My goal is to spur some conversation between you, the reader, and myself to discuss how technology can give you an advantage into many aspects of being a clinician, such as how to create a professional web presence on many levels, how to meet HIPPA compliance but still have your documents be accessible through the web, how to set up a secure wireless network in your office, and even discussing how today’s current technological trends are affecting our patients, for good and bad. Regardless of where you fall on the spectrum of embracing or rejecting technology, technology is always advancing and it is difficult to ignore the impact it is having on our lives. Just look at how prevalent people of all ages and corporations are utilizing services such as Facebook, Instagram, Yelp, LinkedIn, and Twitter. It will be essential for us, as clinicians, to understand the deeper philosophical stances that are created in our current culture as people share more and more of their lives digitally with anyone who cares to see, read, or hear. Questions that come to mind are: What is a good balance of face-to-face versus digital socializing? What is the positive and negative impact of social networks, such as Facebook, to a client’s clinical presentation? How much is does a person’s virtual/online presence inform one’s own self-identity?

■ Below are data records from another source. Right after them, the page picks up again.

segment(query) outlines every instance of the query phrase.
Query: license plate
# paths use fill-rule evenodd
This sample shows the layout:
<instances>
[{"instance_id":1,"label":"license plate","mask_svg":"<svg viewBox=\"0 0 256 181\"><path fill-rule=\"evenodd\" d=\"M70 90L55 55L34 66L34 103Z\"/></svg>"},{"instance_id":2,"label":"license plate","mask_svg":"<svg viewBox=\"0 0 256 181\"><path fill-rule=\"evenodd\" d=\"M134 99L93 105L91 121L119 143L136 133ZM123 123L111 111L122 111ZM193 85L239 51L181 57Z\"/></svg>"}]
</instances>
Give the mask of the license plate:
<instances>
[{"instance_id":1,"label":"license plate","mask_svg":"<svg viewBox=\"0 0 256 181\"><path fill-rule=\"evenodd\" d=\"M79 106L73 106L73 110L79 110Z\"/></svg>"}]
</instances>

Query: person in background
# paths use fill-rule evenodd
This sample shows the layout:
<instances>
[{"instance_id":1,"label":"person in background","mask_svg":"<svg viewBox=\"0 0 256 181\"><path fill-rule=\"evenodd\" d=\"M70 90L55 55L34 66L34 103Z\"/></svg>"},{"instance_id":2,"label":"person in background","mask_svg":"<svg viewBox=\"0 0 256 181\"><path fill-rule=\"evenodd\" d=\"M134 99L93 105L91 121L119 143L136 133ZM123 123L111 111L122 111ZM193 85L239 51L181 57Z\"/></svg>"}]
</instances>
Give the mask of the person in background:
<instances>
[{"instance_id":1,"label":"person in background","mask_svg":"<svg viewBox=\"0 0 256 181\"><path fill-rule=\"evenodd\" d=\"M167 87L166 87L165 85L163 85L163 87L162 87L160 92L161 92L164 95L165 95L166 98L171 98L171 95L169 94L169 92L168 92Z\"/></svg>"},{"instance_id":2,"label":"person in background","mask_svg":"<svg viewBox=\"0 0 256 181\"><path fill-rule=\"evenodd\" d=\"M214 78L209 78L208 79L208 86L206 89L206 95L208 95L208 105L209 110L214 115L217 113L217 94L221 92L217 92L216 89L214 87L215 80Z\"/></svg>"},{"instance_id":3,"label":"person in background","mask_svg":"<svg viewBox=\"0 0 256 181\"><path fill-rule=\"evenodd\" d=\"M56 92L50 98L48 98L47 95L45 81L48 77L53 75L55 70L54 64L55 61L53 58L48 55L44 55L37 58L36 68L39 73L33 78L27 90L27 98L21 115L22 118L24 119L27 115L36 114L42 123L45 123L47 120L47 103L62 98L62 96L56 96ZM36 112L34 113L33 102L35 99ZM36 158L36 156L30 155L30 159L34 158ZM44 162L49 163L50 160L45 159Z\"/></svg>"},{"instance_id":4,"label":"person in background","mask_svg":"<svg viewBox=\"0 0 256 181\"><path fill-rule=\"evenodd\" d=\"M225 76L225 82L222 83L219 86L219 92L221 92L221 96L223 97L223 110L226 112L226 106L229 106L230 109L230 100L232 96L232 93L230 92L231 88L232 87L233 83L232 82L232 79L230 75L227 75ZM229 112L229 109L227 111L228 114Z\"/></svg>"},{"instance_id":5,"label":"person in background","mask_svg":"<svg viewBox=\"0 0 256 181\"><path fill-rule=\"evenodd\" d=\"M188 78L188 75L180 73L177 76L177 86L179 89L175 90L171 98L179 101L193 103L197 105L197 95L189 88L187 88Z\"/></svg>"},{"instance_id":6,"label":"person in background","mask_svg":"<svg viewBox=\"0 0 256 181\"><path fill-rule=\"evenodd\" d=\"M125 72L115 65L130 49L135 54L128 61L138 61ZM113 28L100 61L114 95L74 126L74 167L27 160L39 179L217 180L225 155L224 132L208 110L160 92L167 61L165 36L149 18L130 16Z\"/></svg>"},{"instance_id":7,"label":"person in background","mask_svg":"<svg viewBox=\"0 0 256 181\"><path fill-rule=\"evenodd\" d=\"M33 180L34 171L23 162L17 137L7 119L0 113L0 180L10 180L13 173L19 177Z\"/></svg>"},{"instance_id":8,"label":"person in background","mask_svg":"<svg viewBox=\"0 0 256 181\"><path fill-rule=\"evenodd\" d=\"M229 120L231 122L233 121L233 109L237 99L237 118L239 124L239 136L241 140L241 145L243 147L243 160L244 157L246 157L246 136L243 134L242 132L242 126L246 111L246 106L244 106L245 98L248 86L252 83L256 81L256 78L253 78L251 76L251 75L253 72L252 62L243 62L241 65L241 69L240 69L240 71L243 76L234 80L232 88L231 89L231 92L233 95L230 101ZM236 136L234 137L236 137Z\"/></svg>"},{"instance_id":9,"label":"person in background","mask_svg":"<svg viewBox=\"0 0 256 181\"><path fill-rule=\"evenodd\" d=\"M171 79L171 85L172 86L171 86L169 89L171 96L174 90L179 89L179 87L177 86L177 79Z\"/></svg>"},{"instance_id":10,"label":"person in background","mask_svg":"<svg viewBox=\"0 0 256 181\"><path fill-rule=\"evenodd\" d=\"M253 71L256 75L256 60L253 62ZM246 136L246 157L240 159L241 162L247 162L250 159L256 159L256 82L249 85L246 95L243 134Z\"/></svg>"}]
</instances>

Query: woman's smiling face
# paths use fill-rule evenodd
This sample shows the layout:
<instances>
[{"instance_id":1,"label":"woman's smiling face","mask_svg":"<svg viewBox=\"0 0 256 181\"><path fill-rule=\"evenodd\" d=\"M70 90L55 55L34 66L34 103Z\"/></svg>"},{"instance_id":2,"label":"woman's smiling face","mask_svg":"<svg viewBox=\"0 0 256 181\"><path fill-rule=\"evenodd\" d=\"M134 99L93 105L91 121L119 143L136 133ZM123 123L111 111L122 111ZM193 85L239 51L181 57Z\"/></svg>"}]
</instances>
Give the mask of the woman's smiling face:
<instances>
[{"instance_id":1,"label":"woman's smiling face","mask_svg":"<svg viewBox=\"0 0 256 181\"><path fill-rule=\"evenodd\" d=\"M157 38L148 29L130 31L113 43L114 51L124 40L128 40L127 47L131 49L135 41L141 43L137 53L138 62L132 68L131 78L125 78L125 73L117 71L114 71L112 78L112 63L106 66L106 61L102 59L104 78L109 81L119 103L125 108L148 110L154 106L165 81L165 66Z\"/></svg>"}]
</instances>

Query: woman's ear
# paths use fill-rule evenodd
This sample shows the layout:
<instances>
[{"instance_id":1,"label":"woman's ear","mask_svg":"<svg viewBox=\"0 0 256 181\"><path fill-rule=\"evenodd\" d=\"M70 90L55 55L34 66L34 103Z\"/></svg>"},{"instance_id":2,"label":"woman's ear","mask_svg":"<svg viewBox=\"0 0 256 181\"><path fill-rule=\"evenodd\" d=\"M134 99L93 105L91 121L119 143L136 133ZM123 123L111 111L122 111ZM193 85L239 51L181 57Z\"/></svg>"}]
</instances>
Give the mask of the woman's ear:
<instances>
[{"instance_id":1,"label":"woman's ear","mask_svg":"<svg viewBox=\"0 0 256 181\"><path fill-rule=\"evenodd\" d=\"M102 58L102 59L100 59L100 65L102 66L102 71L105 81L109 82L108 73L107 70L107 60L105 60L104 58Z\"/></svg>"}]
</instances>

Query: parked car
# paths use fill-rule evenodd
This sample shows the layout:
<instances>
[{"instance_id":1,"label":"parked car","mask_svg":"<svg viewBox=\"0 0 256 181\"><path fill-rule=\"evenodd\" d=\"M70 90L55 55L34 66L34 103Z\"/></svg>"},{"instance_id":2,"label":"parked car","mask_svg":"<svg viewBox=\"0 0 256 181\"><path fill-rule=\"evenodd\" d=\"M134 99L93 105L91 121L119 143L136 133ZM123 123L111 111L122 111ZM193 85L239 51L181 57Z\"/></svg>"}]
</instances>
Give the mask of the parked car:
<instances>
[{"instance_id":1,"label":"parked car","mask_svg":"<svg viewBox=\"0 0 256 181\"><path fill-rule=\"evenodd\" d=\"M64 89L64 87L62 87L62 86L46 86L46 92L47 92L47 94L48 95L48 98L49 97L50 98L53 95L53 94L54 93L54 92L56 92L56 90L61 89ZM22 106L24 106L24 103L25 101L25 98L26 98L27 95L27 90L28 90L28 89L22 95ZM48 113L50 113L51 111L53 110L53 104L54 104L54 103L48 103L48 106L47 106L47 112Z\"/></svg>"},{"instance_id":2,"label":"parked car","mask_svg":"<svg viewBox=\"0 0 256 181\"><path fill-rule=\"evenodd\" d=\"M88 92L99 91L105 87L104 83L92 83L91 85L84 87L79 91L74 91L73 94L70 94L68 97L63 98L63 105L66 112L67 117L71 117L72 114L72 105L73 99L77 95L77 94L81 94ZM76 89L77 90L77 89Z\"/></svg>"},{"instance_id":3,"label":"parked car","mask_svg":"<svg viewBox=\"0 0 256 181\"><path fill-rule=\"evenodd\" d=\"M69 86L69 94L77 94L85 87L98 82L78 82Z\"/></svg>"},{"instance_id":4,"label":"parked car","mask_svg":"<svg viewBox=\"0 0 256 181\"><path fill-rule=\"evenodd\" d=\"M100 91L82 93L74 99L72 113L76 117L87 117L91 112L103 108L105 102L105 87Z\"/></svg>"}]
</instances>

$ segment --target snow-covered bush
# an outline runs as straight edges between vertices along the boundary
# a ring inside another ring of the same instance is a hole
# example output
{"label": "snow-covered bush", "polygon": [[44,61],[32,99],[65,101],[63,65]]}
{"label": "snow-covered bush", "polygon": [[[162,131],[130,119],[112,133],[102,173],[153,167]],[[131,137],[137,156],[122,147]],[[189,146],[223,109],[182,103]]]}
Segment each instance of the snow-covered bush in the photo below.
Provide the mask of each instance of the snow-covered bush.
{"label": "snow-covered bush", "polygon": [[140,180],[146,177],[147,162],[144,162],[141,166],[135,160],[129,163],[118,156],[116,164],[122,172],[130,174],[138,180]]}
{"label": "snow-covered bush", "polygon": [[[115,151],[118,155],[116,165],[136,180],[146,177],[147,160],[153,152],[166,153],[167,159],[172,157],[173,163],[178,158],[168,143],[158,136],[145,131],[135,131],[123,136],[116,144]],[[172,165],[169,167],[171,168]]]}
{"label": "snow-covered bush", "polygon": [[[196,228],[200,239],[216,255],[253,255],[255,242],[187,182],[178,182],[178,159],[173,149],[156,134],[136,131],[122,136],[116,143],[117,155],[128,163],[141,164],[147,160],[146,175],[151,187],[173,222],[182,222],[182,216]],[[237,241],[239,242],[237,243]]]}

I desire to share my passion, knowledge, and expertise of technology and its influence and intersection with psychology with you. Prior to being a clinical psychologist, I was an electrical and mechanical engineer working in the San Francisco Bay Area working with circuit level design as well as system level design, so my knowledge of technology is wide and deep. Not only that, but growing up in the San Francisco Bay Area has given me a passion for understanding and trying out the latest technology, such as the new iPhone, new iPad, and home automation, such as the Belkin Wemo Family of products. My natural interest in technology and its trends combined with my Ph.D. in Clinical Psychology has led me to foster a passion in understanding clinically how technology is influencing the clients we work with. Whether a client likes it or not, technology is a strong force that has deep impacts into an individual’s mental health. We cannot ignore this and need to understand technology to not only better our abilities to help our clients in their difficulties but also help ourselves evolve as human beings that are actively thinking about how all parts of the world are influencing us, whether we are aware of it or not.